The Big Idea approach to preaching was birthed out of a clear understanding of the nature of communication. When persons communicate they don’t simply fire words out into nowhere (I know some blogs may give this impression, but that doesn’t change communication truths!) Rather, communication involves seeking to lead another party to the point of understanding an idea that is being expressed. Communication is about ideas and we want the other party to say, “I see what you are saying!”
Ideas change lives. People give themselves to ideas. And Christianity is a content-based faith – i.e. it can be communicated, it consists in ideas. This is why a very high view of Scripture resonates with a commitment to expository preaching.
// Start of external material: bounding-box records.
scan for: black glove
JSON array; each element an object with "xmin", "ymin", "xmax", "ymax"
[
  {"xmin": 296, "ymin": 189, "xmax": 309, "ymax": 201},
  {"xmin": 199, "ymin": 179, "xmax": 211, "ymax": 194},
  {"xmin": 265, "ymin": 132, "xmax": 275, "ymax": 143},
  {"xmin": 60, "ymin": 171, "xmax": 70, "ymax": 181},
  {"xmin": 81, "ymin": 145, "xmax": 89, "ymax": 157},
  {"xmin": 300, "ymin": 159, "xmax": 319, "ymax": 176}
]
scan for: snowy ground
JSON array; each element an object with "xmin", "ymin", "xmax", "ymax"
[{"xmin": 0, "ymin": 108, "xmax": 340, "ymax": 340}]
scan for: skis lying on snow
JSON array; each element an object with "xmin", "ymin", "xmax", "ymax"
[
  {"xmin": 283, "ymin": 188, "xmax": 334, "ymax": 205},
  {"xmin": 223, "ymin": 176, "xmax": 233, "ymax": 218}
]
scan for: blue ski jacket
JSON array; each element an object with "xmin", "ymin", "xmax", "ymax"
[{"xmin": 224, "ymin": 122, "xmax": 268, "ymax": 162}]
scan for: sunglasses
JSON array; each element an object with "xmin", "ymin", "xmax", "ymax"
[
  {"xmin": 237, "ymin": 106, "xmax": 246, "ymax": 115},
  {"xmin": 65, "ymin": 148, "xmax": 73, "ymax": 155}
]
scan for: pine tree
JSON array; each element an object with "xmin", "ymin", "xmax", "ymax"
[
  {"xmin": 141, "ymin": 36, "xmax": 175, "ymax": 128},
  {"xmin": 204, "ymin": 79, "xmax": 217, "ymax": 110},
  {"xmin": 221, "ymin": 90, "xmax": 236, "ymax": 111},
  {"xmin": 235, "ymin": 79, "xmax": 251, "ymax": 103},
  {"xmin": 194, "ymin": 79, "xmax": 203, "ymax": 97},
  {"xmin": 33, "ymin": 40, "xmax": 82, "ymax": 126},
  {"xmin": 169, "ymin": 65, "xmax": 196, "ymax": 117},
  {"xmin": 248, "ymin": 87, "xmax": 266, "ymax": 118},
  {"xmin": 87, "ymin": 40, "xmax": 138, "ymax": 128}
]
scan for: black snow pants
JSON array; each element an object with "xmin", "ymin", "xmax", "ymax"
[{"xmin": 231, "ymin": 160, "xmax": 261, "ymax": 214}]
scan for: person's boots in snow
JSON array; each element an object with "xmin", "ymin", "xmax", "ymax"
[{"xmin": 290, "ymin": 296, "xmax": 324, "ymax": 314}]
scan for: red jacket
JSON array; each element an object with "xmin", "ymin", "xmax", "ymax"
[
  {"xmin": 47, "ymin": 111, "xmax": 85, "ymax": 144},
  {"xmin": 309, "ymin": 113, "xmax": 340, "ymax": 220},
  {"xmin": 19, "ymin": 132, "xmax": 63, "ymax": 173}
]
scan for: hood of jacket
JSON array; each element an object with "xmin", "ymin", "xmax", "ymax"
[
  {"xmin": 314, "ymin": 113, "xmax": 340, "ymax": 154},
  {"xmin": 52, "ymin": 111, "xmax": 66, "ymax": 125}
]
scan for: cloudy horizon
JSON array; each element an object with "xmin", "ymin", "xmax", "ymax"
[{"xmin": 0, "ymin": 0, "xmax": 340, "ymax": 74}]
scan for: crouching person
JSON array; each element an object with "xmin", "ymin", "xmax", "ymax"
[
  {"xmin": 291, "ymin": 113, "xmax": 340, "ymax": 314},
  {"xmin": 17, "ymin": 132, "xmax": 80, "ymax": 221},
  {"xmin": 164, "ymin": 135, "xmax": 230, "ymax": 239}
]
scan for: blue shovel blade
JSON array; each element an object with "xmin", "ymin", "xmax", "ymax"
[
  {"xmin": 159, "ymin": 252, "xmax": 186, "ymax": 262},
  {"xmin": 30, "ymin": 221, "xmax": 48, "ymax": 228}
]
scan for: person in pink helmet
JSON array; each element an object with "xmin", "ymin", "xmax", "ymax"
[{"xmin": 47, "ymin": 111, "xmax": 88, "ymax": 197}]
Bringing out from the text the meaning that is there and seeking to effectively communicate that truth to others with an emphasis on why it matters to them is a driving force in our lives as expository preachers.
But don’t miss a critical factor in all of this. Too easily we fall out of true expository preaching and into historical lecturing. This occurs when our focus becomes primarily zeroed on the historical event of the communication – i.e. Paul to the Colossians. It is vital that we spend some time there since the original intent of the author is critical, but we cannot remain there.
The Bible is God’s communication to humanity, which includes my hearers this Sunday. What is it that God is intending to communicate and desiring them to see for themselves? That is not to say that there is a hidden message that we have to mine and offer this week. We will be rooted in Paul’s meaning to the Colossians, but always with a profound awareness of the unique and fresh engagement that God desires with our hearers on this occasion.
Biblical preaching is not really about informing motivated folks from a trustworthy ancient text. It is much more than that. Biblical preaching is about God’s active engagement with His people right now.